Peter Gallagher
Date of Birth
Aug 19, 1955
Birth Place:
Armonk, NY

Biography

A handsome, brooding actor equally at home in mainstream Hollywood fare and in American independent projects -- as well as on the theatrical stage -- Peter Gallagher was born August 19, 1955, in Armonk, NY. While attending Tufts University, he spent his summers appearing with area theater groups, and after graduating in 1977, he acted on Broadway in a revival of Hair. Gallagher then starred as Danny Zuko in Grease, a performance which led to his portrayal of a '50s-era pop singer in his film debut, 1980's The Idolmaker. Summer Lovers followed two years later, but proved such a miserable experience that Gallagher fled Hollywood to return to the stage. He won a Theatre World Award that same year for his work in the Broadway musical A Doll's Life, and earned a Clarence Derwent Award in 1984 for his turn in Tom Stoppard's The Real Thing.
In 1985, Gallagher returned to film in the Dennis Potter-scripted Dreamchild, followed in 1987 by My Little Girl.

After garnering a Tony nomination for his work in a controversial revival of Long Day's Journey into Night, he enjoyed his motion picture breakthrough as an adulterous attorney in Steven Soderbergh's influential 1989 debut sex, lies, and videotape. The performance earned Gallagher considerable credibility within the independent filmmaking community, but his next several efforts were more mainstream productions like 1990's Tune in Tomorrow and the television drama Love and Lies. However, a subsequent turn in Peter Sellars' 1991 avant-silent The Cabinet of Dr. Ramirez brought acclaim from art-house audiences, and with a lead role in Robert Altman's 1992 comeback The Player, Gallagher's stock rose even higher. That same year, the actor wowed theater audiences with his portrayal of Sky Masterson in the Broadway revival of Guys and Dolls, a widely praised production that also starred Nathan Lane.

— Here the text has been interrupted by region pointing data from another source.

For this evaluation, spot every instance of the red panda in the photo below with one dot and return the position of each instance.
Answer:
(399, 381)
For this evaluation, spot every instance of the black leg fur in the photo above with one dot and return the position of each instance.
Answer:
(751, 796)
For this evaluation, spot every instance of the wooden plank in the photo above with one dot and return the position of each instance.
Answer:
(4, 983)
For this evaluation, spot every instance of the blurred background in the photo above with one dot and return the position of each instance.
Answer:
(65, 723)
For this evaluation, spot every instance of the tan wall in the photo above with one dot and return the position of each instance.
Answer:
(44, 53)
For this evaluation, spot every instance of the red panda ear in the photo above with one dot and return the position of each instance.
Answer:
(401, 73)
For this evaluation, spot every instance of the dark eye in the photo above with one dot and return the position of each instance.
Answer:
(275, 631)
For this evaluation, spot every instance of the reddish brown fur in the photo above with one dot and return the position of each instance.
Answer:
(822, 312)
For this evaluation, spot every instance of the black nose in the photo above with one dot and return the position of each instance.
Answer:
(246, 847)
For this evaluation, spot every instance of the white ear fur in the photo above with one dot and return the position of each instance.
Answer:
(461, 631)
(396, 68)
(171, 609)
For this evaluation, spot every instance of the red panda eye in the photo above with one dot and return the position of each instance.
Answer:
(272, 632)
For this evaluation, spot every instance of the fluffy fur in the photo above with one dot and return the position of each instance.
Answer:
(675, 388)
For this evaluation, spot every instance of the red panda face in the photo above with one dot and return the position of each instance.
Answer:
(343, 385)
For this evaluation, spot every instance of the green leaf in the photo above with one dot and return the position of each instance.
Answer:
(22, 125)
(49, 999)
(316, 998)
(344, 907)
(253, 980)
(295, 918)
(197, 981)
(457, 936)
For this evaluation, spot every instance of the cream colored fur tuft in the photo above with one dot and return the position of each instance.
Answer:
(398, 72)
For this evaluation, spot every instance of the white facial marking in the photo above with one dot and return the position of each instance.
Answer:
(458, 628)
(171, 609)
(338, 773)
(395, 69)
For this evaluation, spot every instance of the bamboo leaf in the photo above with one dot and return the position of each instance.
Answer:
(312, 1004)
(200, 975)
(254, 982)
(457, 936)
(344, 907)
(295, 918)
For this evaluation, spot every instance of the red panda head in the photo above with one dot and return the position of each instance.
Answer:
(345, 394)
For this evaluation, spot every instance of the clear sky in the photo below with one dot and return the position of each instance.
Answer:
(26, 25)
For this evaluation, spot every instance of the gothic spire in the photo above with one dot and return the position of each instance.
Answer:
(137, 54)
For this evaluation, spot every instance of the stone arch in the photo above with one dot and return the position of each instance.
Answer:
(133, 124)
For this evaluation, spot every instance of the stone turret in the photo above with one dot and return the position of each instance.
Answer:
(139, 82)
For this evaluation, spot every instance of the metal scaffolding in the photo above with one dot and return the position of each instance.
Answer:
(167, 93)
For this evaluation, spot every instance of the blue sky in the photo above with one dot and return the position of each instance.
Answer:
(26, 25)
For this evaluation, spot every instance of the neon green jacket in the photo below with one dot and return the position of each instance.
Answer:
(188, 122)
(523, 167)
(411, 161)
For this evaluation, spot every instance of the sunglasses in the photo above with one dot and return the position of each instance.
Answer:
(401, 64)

Over the following years, Gallagher split his time between edgier material (Tim Robbins' Bob Roberts, Altman's Short Cuts, and Soderbergh's The Underneath) and lighter, glossier projects (Malice, While You Were Sleeping, and To Gillian on Her 37th Birthday). In 1999, he gave smarm a good, or at least convincing, name, starring as a sleazy physician in The House on Haunted Hill, a remake of William Castle's 1958 horror classic, and as a similarly repugnant real estate salesman in American Beauty.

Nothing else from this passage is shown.